Six Months Ended June 30, 2018
Total revenue was $357.8 million for the six months ended June 30, 2018, representing a 29% increase from $276.9 million for the same period in 2017.
Net income available to common shareholders was $109.0 million, or $1.47 per diluted common share, for the six months ended June 30, 2018 compared to $122.5 million, or $1.78 per diluted common share, for the same period in 2017.
FFO (a non-GAAP financial measure) for the six months ended June 30, 2018 was $200.1 million, or $2.67 per diluted common share, compared to $158.9 million, or $2.30 per diluted common share, for the same period in 2017.
FFO as adjusted (a non-GAAP financial measure) for the six months ended June 30, 2018 was $235.8 million, or $3.12 per diluted common share, compared to $171.4 million, or $2.48 per diluted common share, for the same period in 2017, representing a 26% increase in per share results.
“We are pleased to announce another quarter of record revenues and earnings, as well as an increase in our annual earnings guidance,” stated Company President and CEO Greg Silvers. “This ongoing strong performance is supported by our differentiated portfolio of high quality assets and the underlying strength of each of our investment segments.
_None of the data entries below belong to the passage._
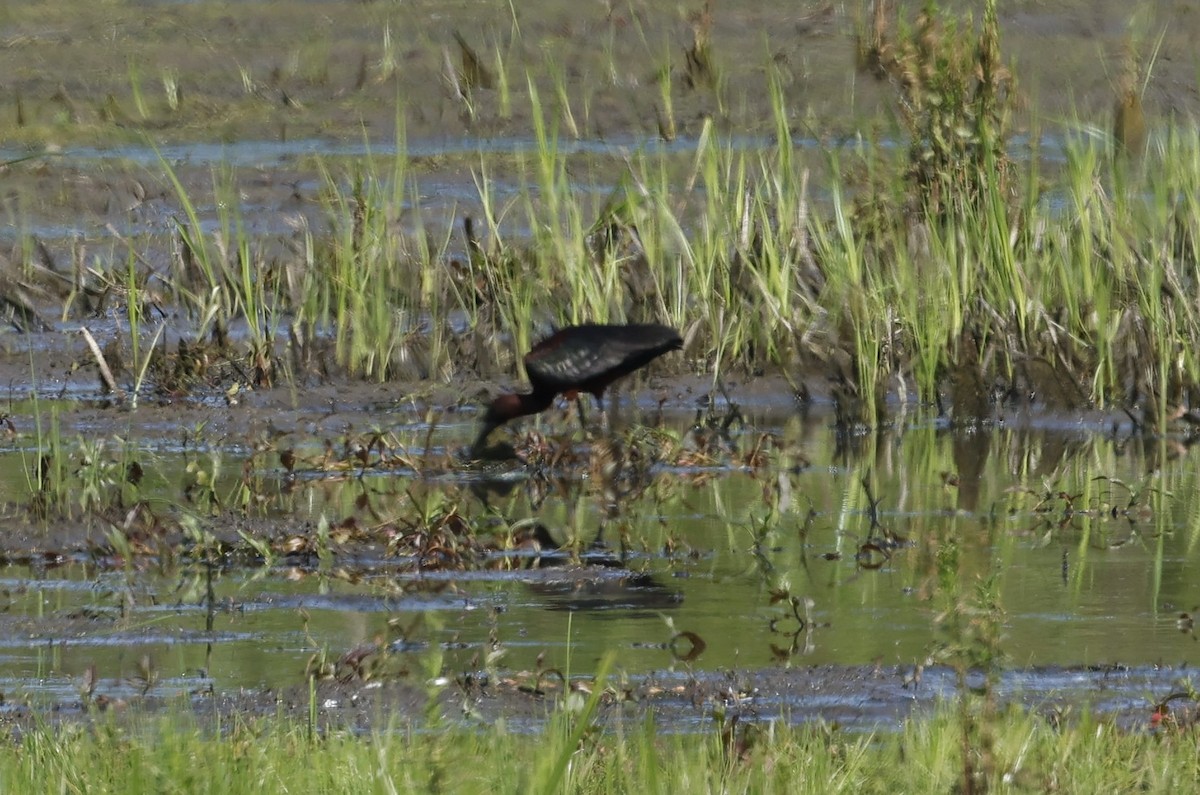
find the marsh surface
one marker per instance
(717, 544)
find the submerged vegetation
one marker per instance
(942, 263)
(1066, 287)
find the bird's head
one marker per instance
(498, 412)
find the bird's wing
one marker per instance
(583, 357)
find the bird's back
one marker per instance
(589, 357)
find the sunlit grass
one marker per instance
(571, 754)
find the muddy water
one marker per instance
(1087, 533)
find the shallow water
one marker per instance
(1095, 578)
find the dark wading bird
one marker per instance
(576, 359)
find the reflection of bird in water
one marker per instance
(599, 581)
(576, 359)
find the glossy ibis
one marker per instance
(580, 358)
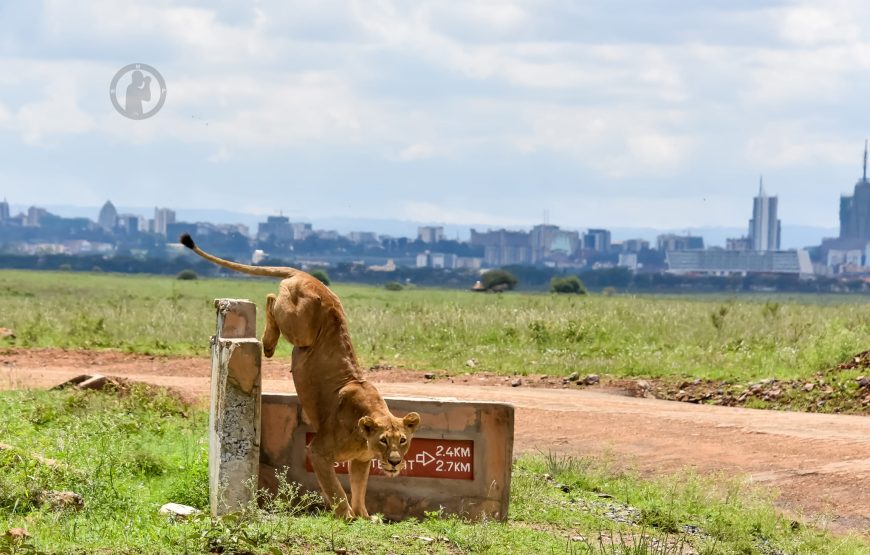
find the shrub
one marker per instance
(498, 280)
(321, 275)
(567, 284)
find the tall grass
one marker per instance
(512, 333)
(127, 455)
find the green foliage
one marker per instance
(717, 317)
(430, 329)
(567, 284)
(321, 275)
(393, 286)
(498, 279)
(127, 455)
(186, 275)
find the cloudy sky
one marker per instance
(613, 113)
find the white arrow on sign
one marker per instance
(424, 458)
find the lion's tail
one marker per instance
(270, 271)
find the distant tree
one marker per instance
(321, 275)
(186, 275)
(567, 284)
(498, 279)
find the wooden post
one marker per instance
(234, 418)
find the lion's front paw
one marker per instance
(343, 511)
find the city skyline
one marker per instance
(609, 115)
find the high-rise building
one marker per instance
(430, 234)
(597, 240)
(503, 247)
(162, 218)
(34, 216)
(548, 241)
(672, 242)
(108, 216)
(275, 227)
(855, 210)
(764, 227)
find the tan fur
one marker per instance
(353, 422)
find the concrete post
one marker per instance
(234, 418)
(459, 461)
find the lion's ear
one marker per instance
(411, 421)
(368, 425)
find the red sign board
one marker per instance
(427, 458)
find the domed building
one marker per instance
(855, 210)
(108, 216)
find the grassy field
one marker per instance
(740, 338)
(128, 454)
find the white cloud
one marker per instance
(416, 152)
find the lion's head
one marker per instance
(388, 438)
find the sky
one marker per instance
(587, 114)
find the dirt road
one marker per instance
(819, 464)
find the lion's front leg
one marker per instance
(333, 493)
(359, 478)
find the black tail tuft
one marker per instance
(187, 241)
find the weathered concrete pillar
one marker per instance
(234, 419)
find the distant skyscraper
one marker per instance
(764, 227)
(162, 218)
(430, 234)
(597, 240)
(108, 216)
(855, 210)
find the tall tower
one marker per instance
(764, 227)
(108, 218)
(162, 218)
(855, 209)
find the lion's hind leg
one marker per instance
(359, 477)
(332, 490)
(272, 333)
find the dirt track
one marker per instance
(819, 463)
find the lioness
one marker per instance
(353, 422)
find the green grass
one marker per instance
(740, 338)
(127, 455)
We also continued our successful capital recycling efforts, allowing EPR to earn attractive prepayment fees and to reinvest the proceeds in accretive opportunities. Additionally, with the completion of a $400 million bond offering our balance sheet is strong and well positioned for future growth.”
The Company's investment portfolio (excluding property under development) consisted of the following at June 30, 2018:
- The Entertainment segment included investments in 151 megaplex theatre properties, seven entertainment retail centers (which include seven additional megaplex theatre properties) and 11 family entertainment centers. The Company’s portfolio of owned entertainment properties consisted of 13.3 million square feet and was 99% leased, including megaplex theatres that were 100% leased.
- The Recreation segment included investments in 18 ski areas, 21 attractions, 31 golf entertainment complexes and ten other recreation facilities. The Company’s portfolio of owned recreation properties was 100% leased.
- The Education segment included investments in 65 public charter schools, 67 early education centers and 14 private schools. The Company’s portfolio of owned education properties consisted of 4.7 million square feet and was 98% leased.
- The Other segment consisted primarily of the land under ground lease, property under development and land held for development related to the Resorts World Catskills casino and resort project in Sullivan County, New York.
- The combined owned portfolio consisted of 21.2 million square feet and was 99% leased. As of June 30, 2018, the Company also had a total of $268.1 million invested in property under development.
- During the three months ended June 30, 2018, Six Flags Entertainment Corporation ("Six Flags") completed their acquisition of the leasehold interest in five of the Company's attraction properties which were previously operated by Premier Parks, LLC. As a result, Six Flags operates six of the Company's attraction properties at June 30, 2018.